In such ways, Monther and his staff at CMWU continue their efforts to keep the water of Gaza clean, but, as he admits, “we know its not enough: the water in Gaza is deteriorating quickly. Until we find another source of water, the population in Gaza remains at great risk.” For now, the poisoning of the Gaza Strip continues, and, for all Gaza’s efforts and ingenuity, there is little that can be done to stop it as long as the closure continues.

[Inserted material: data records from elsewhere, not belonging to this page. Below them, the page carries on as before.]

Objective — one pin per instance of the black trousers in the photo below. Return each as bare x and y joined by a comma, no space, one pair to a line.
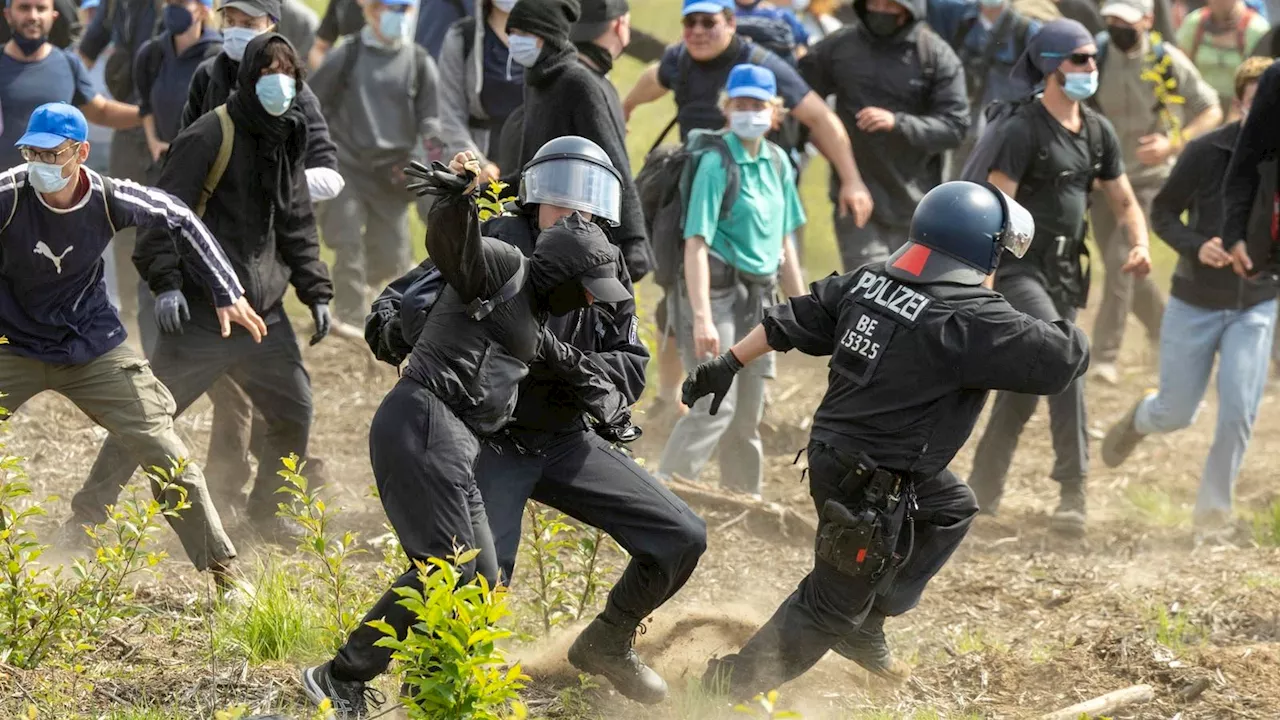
586,478
188,364
424,461
1011,410
828,605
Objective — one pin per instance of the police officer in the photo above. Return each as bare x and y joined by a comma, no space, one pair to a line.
915,343
549,454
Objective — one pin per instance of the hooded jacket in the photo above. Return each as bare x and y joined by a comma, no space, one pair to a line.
475,367
565,96
213,83
163,77
927,96
1196,186
269,247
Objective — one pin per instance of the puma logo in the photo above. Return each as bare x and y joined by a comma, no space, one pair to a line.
41,249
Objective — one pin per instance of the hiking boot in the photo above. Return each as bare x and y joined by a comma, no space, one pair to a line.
604,648
1121,438
348,698
868,648
1069,516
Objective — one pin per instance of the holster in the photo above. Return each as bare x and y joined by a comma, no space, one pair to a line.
860,536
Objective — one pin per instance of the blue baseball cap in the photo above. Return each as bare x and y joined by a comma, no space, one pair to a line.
752,81
709,7
53,124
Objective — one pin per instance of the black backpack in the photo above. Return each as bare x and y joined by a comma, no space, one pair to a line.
664,183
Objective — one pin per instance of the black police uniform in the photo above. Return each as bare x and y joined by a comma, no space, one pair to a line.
910,368
1054,169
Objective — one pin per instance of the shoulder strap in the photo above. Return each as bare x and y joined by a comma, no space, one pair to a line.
224,155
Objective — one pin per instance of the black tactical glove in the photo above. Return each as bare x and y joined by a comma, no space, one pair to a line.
712,377
438,180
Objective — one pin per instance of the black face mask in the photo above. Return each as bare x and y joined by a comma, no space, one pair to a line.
881,24
1124,37
566,297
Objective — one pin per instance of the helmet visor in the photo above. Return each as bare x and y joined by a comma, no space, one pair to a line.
576,185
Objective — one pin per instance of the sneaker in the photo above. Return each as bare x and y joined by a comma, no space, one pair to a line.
348,698
869,650
1069,518
1121,438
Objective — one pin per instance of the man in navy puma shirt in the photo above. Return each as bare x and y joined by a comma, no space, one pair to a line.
56,219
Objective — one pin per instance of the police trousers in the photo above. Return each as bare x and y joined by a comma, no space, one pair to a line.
188,364
828,605
424,465
119,392
1011,410
586,478
368,228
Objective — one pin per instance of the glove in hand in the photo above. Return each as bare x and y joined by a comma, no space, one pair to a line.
438,180
172,310
324,320
712,377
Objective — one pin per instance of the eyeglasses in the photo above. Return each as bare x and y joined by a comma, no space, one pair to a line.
698,21
48,156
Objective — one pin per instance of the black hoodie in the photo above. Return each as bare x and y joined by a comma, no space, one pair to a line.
260,212
931,108
475,367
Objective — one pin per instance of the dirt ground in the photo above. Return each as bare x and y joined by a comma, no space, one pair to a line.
1018,624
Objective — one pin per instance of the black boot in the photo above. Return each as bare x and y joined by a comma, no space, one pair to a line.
604,648
1069,516
868,648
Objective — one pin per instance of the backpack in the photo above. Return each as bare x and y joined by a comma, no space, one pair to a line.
664,183
1240,30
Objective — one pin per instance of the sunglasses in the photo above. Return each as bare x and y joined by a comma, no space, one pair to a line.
696,21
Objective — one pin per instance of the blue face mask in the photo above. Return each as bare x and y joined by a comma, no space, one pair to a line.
524,49
275,92
1080,86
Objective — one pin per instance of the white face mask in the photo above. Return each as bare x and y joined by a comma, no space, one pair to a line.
750,124
236,39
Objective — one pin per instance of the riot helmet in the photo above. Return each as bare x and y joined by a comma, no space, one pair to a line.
958,232
574,172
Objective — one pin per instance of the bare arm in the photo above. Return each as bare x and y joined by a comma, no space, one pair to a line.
647,90
110,113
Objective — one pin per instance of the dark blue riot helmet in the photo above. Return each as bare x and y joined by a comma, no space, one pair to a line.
958,232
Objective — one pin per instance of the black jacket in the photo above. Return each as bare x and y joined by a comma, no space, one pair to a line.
565,96
268,251
1196,186
931,112
475,367
910,365
1258,141
214,82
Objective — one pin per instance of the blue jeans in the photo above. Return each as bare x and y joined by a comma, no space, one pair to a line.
1189,338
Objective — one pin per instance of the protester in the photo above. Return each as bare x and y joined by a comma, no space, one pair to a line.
732,263
1215,310
461,386
1217,37
567,92
379,92
1047,155
1152,133
260,212
480,85
548,452
988,36
62,333
899,135
164,68
915,343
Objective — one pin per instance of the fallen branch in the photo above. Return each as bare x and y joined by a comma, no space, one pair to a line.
1109,702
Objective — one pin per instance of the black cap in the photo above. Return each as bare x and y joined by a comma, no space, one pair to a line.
256,8
597,18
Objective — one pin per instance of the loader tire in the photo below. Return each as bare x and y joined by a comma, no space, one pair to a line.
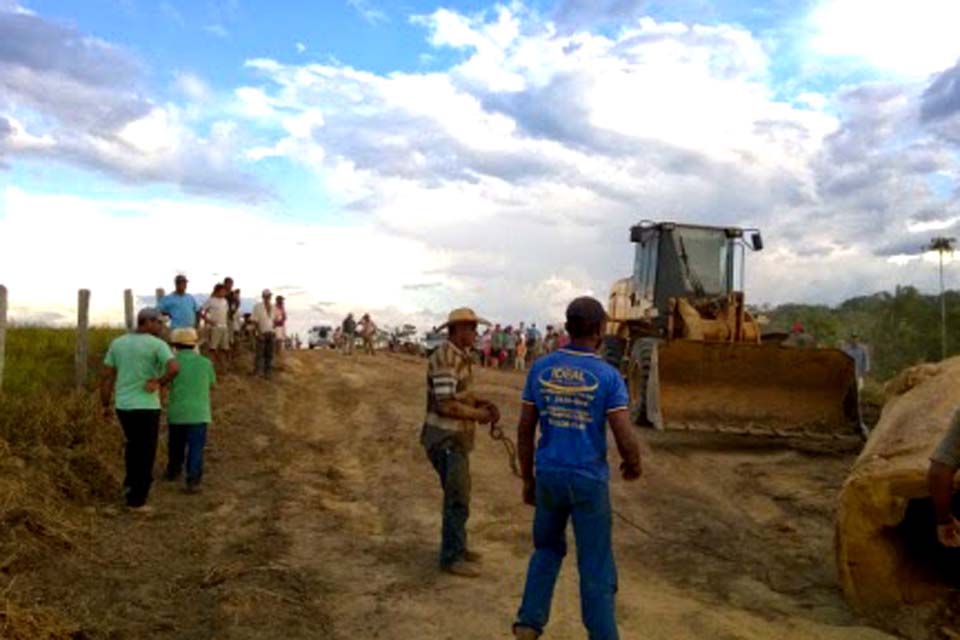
638,378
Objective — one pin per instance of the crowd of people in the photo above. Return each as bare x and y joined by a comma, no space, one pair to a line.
509,347
223,330
170,348
571,395
345,336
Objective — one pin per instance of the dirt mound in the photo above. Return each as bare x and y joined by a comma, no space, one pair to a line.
320,517
887,554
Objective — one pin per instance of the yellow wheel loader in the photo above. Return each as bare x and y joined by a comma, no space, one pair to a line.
694,356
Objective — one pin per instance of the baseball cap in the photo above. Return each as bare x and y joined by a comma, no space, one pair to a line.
463,315
586,309
146,314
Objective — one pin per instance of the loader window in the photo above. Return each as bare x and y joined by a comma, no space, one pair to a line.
703,260
645,267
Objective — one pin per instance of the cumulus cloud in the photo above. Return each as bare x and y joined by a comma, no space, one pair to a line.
74,98
911,40
368,11
530,159
345,268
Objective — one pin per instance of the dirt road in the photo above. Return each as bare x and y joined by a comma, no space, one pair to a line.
320,519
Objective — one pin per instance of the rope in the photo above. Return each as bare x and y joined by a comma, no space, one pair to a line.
498,435
496,432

The treatment of Gaza’s wastewater cannot progress as long as Israel restricts basic building materials and adequate levels of fuel and electricity, and, with a rising population over-burdening the capacity of the current facilities, Gaza’s wastewater treatment operation only deteriorates. As Desmond Travers, a member of the UN Fact-finding Mission on the Gaza Conflict, concluded in the Mission’s Report: “If these issues are not addressed Gaza may not even be habitable by WHO standards,” and the September UNEP report has warned that the damage being incurred now “could take centuries to reverse.”[ 6] As long as the closure persists, however, the people of Gaza remain helpless to combat these problems; they have little choice but to wait, spending their time at the beach trying to ignore the pollution that piles up around them.

This report is part of the Palestinian Centre for Human Rights’ Narratives Under Siege series.